Lines on a Map: Unparalleled Adventures in Modern Exploration is a book by Canadian author and adventurer Frank Wolf. It is his first book, published in October 2018 by Rocky Mountain Books.

== Background ==

The book is based on self-propelled wilderness expeditions Wolf has undertaken in North America, Scandinavia, and Asia. It has 24 chapters, each representing a different expedition or 'line on a map', that Wolf completed between 1995 and 2017. 16 of the chapters are from previously published articles in Explore, Westjet, Sea Kayaker, Action Asia, Wend, Paddler, River, Adventure Kayak, and Canoeroots. The other eight chapters are previously unpublished. The foreword for the book was written by acclaimed author and journalist John Vaillant.

==Overview==

The book opens with an overview map of North America, Scandinavia, and Asia, showing the wilderness areas where each of the 24 chapters in the book take place. Each individual chapter opens with a detail map showing the route written about in that particular chapter. There is also a section of 77 colour photographs from the various journeys included.

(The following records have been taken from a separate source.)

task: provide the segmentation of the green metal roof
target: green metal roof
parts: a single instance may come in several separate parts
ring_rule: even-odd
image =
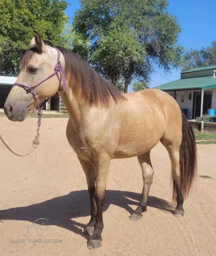
[[[211,76],[179,79],[154,88],[166,91],[178,91],[189,89],[203,89],[205,90],[215,87],[216,87],[216,78],[213,78],[213,76]]]
[[[216,65],[213,65],[213,66],[206,66],[205,67],[201,67],[200,68],[196,68],[195,69],[190,69],[187,71],[183,71],[181,73],[188,73],[189,72],[195,72],[195,71],[201,71],[202,70],[208,70],[208,69],[216,69]]]

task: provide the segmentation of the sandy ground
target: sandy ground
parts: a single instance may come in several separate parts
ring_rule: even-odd
[[[0,122],[8,143],[27,151],[37,119],[16,123],[1,118]],[[181,219],[173,215],[170,164],[161,144],[152,151],[154,181],[148,211],[140,221],[129,218],[143,187],[138,161],[113,160],[103,246],[92,251],[83,233],[90,215],[85,176],[67,142],[67,122],[42,119],[41,145],[27,157],[12,155],[0,142],[0,256],[216,255],[216,145],[198,145],[198,175],[213,179],[198,176]],[[33,227],[39,218],[48,221],[40,225],[43,220],[38,220]]]

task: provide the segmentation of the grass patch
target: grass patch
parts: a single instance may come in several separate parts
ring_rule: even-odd
[[[45,110],[46,111],[46,110]],[[59,113],[59,114],[58,113]],[[0,117],[6,117],[6,115],[3,112],[0,112]],[[37,113],[27,113],[27,117],[33,117],[37,118],[38,115]],[[62,112],[56,112],[56,114],[43,114],[42,118],[69,118],[69,114],[68,113],[63,113]]]
[[[216,140],[204,140],[198,141],[197,144],[216,144]]]
[[[208,175],[199,175],[201,178],[203,178],[204,179],[213,179],[210,176]]]
[[[196,140],[214,140],[216,139],[216,134],[194,132],[195,138]]]

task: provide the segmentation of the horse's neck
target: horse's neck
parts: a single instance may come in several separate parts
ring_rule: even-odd
[[[82,121],[87,118],[90,107],[84,100],[78,98],[71,88],[66,90],[64,93],[62,92],[59,92],[59,93],[64,101],[73,122],[79,125]]]

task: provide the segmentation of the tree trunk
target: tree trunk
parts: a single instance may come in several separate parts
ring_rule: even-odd
[[[124,93],[127,93],[128,92],[128,85],[132,80],[132,76],[133,73],[134,68],[134,62],[131,62],[129,65],[128,68],[125,73],[125,75],[124,75],[125,82],[124,83]]]
[[[0,73],[1,72],[1,65],[3,61],[3,54],[0,54]]]
[[[124,93],[127,93],[128,92],[128,85],[129,85],[130,82],[130,79],[126,78],[124,83]]]

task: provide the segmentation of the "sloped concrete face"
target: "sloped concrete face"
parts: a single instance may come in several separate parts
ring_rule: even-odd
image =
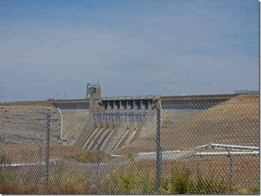
[[[89,133],[82,148],[97,149],[94,137],[99,141],[101,149],[106,153],[120,149],[150,131],[155,132],[155,114],[153,110],[96,111],[93,114],[95,128]],[[149,131],[148,127],[150,127]]]

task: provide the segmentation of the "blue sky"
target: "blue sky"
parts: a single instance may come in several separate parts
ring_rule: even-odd
[[[257,1],[0,1],[0,102],[259,89]]]

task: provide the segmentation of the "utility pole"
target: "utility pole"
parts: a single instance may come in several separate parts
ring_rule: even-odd
[[[0,86],[0,89],[1,89],[1,88],[5,89],[5,88],[4,88],[4,87],[3,87],[3,86]],[[2,96],[2,95],[1,95],[0,94],[0,98],[4,98],[4,96]]]

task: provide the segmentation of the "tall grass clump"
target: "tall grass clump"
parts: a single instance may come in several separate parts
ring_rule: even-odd
[[[179,170],[172,170],[170,179],[161,184],[160,193],[163,194],[224,194],[231,191],[227,175],[217,174],[211,167],[205,175],[198,168],[196,177],[192,177],[189,169],[184,166]]]

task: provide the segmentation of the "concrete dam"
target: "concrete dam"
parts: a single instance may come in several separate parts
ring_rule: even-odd
[[[99,143],[107,153],[118,152],[135,141],[155,143],[158,105],[161,107],[162,122],[168,120],[165,114],[169,110],[184,111],[186,120],[237,95],[102,98],[100,86],[91,86],[90,90],[90,99],[53,101],[62,119],[61,139],[65,145],[91,150],[98,149]]]

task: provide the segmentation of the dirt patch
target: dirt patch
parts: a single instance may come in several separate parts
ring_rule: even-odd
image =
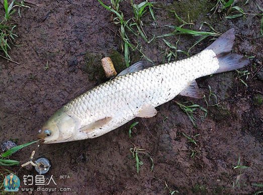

Some of the stories covered in the chapters include: two friends on a cycling and volcano-climbing odyssey across Java, the most populous island in the world's most populous Muslim country, Indonesia, in the wake of 9/11; a surreal private lunch with former Prime Minister Pierre Trudeau during an 8000 km canoe journey across Canada; discovering the past and present on a 900 km hiking and kayaking journey from Skagway, Alaska, to Dawson City, Yukon; negotiating the cultural divide during a whitewater paddling expedition in Laos and Cambodia with Russian extreme kayakers; exploring the nature and politics of the Enbridge Northern Gateway Pipelines in northern BC by hiking, biking and kayaking the GPS track of the proposed project route from the oil sands to the British Columbia coast; conducting a mammal tracking survey in the course of a 120 km ski traverse of Banff National Park; discovering the truth about the existence of Sasquatch in northern Ontario; retracing Viking history during a canoe trip across Scandinavia.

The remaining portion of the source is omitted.